Tuesday, September 18, 2012

Toronto International Film Festival 'Discovers' Michigan director's talent



It’s a wrap for the 37th annual Toronto International Film Festival – which announced its award recipients.

Detroit Unleaded by Michigan director wins at TIFF.
 



 



Detroit Unleashed from Michigan director Rola Nashef was the inaugural winner of the Grolsch Film Works Discovery Award, which includes a $10,000 cash prize to put toward her next project. Nashef’s film tells the story of a young American of Lebanese background whose father is killed leaving him to take over the operation of the family’s gas station. 

Still from Seven Psychopaths.

Winning the Blackberry People’s Choice Midnight Madness Award -- or cool award as audiences willing to stand in long lines in the dark at midnight refer to it -- was Martin McDonagh’s Seven Psychopaths. It was known early on that this film would win something at TIFF! Single ticket sales for the witty dognap caper sold out in minutes. Even scalpers could not get seats. The story follows a struggling screenwriter (Colin Farrell) who inadvertently becomes entangled in the Los Angeles criminal underworld after his oddball friends (Christopher Walken and Sam Rockwell) kidnap a gangster’s (Woody Harrelson) beloved Shih Tzu.
“McDonagh (who worked with Farrell previously on the witty hit men-on-holiday-caper In Burges) plays with pop-cinema conventions to offer a wryly wacky commentary on psycho-killer thrillers...,” said TIFF’s programmer. First runner up was Barry Levinson’s “The Bay.”
Seven Psychopaths is due in theaters Oct. 12.
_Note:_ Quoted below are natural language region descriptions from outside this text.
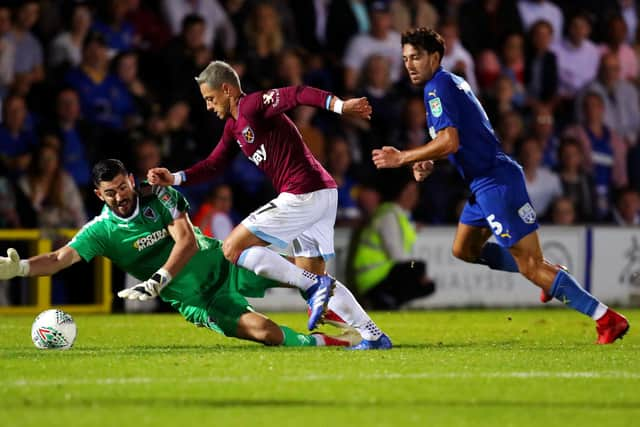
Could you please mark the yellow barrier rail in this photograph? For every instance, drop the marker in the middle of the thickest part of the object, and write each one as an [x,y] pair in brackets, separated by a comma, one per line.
[40,287]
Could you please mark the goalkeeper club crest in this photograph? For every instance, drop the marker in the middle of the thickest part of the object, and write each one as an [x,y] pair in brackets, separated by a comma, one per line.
[149,214]
[527,213]
[248,134]
[435,106]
A scene from Silver Linings Playbook
The Blackberry People’s Choice Awards -- also voted on by Festival audiences – went to David O. Russell for “Silver Linings Playbook,” starring Bradley Cooper and Jennifer Lawrence. It’s an intense, loving, emotional and funny family story in which Cooper and Lawrence find themselves in a secret arrangement to rebuild their broken lives. The film also stars Robert De Niro as a father who yearns to get closer to his son (Cooper), while trying to keep the family afloat with is compulsive bookmaking.  Russell was the director on another interesting feature about personal and family struggles, The Fighter.
 
Director/actor Ben Affleck in a scene from Argo.
First runner up for the People’s Choice Award was Ben Affleck’s Iran hostage thriller Argo for which he does double-duty as star and director. Opening in theaters Oct. 12, Argo chronicles a team effort by the CIA and the Canadian government to rescue six Americans from Tehran after the U.S. embassy was taken over by Islamist militants in 1978. The six Americans were hidden by Canadian authorities while 52 others were held hostage at the embassy. Canada worked with U.S. operatives to concoct an elaborate scheme (they pretend they’re on a location scout for a movie) to get them out of the country.
During a press conference in Toronto Affleck thanked Canada on behalf of himself and his fellow Americans. 

AP Photo/The Canadian Press, Michelle Siu
“It’s really a movie about Canadian heroics and the relationship between Canada and America,” Affleck said. “Once you see the movie, you’ll see how it resonates, the theme of, ‘Thank you Canada.’”

Affleck’s appearance in Toronto also supported the festival’s premiere of Terrence Malick’s romantic rumination, “To the Wonder,” featuring Rachel McAdams, Javier Bardem and Olga Kurylenko.  Affleck plays an American whose relationship to a woman he met overseas turns cold, leaving him drifting back toward a childhood love.

A scene from Blackbird featuring Connor Jessup.
Brandon Cronenberg’s Antiviral and won the SKYY Vodka Award for Best Canadian First Feature Film. Yes, Brandon is the son of director/producer David Cronenberg, who is one of the principal originators of the film genre known as body horror. Think The Fly and The Dead Zone films featuring a theme that explores people's fears of bodily transformation and infection. Also a winner for this award (it was a tie) was Jason Buxton’s Blackbird starring Connor Jessup, a young actor, and an up and coming writer, director, producer and editor best known for his leading role in the Discovery Kids television series Saddle Club, in which he played Simon Atherton, a 13-year-old computer geek. He is more recently known for his portrayal of Ben Mason, in the 2011 television series Falling Skies. Blackbird is the story of an alienated teenager's posturing online threat ignites a firestorm of fear in a small community.

Other TIFF awards included:

  • Blackberry People’s Choice Documentary Award – Bartholomew Cubbins for Artifact. First runner up was Storm Surfers 3D by Christopher Nelius and Justin McMillan.
  • NETPAC Award for Best World or International Asian Feature Film Premiere – Sion Sono’s The Land of Hope.